WORKMEN made an eerie discovery in Upton, the Gazette reported 25 years ago: they found four human skeletons when they broke into a brick-lined vault.

"One of the bodies was clad in a metal-studded leather jerkin and the grave is thought to date from around the 1750s. The discovery was made as the men were laying sewage pipes to serve the information and heritage centre being built at the town's Pepperpot, the ornate tower which is all that remains of the former parish church.

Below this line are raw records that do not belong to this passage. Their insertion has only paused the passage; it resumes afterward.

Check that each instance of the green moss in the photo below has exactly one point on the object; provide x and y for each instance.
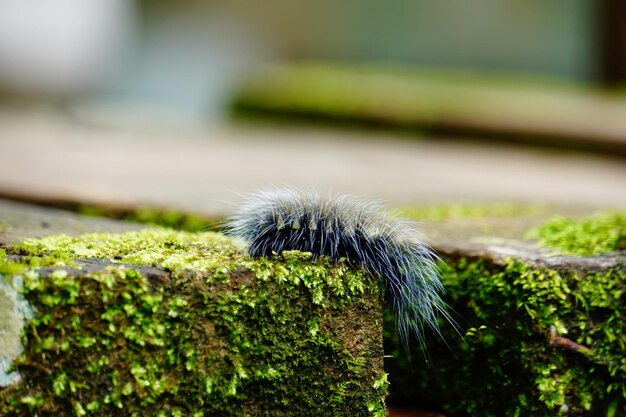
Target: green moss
(509, 364)
(221, 335)
(602, 233)
(453, 211)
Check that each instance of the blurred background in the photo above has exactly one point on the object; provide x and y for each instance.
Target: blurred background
(188, 104)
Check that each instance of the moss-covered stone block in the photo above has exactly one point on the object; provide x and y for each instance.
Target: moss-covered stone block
(543, 329)
(164, 323)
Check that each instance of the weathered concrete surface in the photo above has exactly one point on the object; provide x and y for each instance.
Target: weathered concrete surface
(497, 238)
(336, 342)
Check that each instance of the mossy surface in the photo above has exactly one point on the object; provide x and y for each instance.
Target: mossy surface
(594, 235)
(537, 343)
(223, 334)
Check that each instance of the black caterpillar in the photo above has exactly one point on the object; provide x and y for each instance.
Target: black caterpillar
(362, 233)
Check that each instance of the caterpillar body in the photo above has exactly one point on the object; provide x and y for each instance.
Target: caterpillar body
(360, 232)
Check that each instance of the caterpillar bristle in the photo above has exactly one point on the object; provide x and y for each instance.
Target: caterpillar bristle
(361, 232)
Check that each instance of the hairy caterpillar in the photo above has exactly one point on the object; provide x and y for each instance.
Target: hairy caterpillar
(362, 233)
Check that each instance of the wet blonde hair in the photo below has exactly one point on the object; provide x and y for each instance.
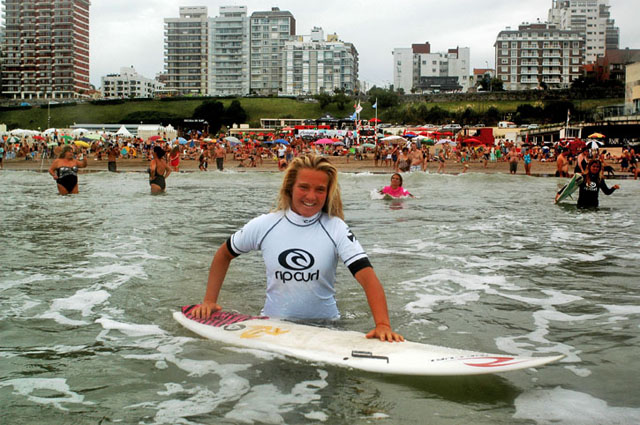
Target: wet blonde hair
(333, 204)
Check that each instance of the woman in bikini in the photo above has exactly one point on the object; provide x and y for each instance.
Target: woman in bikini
(174, 158)
(64, 171)
(158, 171)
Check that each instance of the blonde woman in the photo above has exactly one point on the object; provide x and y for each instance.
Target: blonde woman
(64, 171)
(301, 241)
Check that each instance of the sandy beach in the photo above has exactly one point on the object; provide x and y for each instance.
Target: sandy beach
(540, 169)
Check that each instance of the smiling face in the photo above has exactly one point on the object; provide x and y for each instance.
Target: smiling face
(309, 192)
(396, 181)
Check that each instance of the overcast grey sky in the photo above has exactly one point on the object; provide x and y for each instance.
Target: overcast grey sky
(131, 32)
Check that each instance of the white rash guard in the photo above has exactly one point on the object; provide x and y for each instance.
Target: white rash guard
(301, 255)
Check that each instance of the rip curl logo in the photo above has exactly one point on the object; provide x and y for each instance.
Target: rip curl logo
(591, 186)
(296, 259)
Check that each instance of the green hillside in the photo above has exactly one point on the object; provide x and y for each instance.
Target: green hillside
(64, 116)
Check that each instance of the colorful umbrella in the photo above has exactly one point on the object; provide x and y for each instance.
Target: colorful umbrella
(594, 144)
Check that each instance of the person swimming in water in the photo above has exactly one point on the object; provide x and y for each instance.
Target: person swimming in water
(64, 170)
(593, 182)
(395, 189)
(158, 171)
(301, 243)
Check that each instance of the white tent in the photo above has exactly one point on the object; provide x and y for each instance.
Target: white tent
(124, 132)
(79, 131)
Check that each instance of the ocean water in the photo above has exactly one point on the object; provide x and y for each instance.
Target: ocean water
(480, 262)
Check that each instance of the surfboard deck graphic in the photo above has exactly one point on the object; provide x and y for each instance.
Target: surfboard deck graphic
(569, 188)
(348, 348)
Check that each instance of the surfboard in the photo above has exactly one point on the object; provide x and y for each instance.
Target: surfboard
(349, 349)
(569, 188)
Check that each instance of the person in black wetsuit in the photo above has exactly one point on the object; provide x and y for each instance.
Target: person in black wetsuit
(64, 170)
(593, 182)
(158, 171)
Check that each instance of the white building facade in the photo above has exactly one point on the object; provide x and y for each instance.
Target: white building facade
(418, 70)
(269, 31)
(538, 53)
(128, 84)
(229, 52)
(187, 51)
(315, 65)
(592, 19)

"We had already found similar vaults which had been filled in,' said Mr Fred Smith from Malvern Hills District Council's technical services department.

"When we came across this one we assumed it would be the same, but when we removed the brickwork - there they were.' "The wooden felt-covered coffins containing the bodies had totally rotted away and all that remained were a number of ornate rusted handles."

The county archivist, Mr Jan Roberts, who was called to the scene, tried to read the family name on the one remaining coffin plate, but it disintegrated when he touched it. He dismissed the find as "a typical middle class family vault", which was "of no interest at all".

The vault measured eight fett by six feet and was six feet high with a barrel-shaped roof. The bodies lay side by side facing east and the bones were yellowed and calcified.

Police were called, but the coroner accepted Mr Roberts's assesment that there was nothing sinister of of hisottical; value about the find, and the tomb was re-sealed.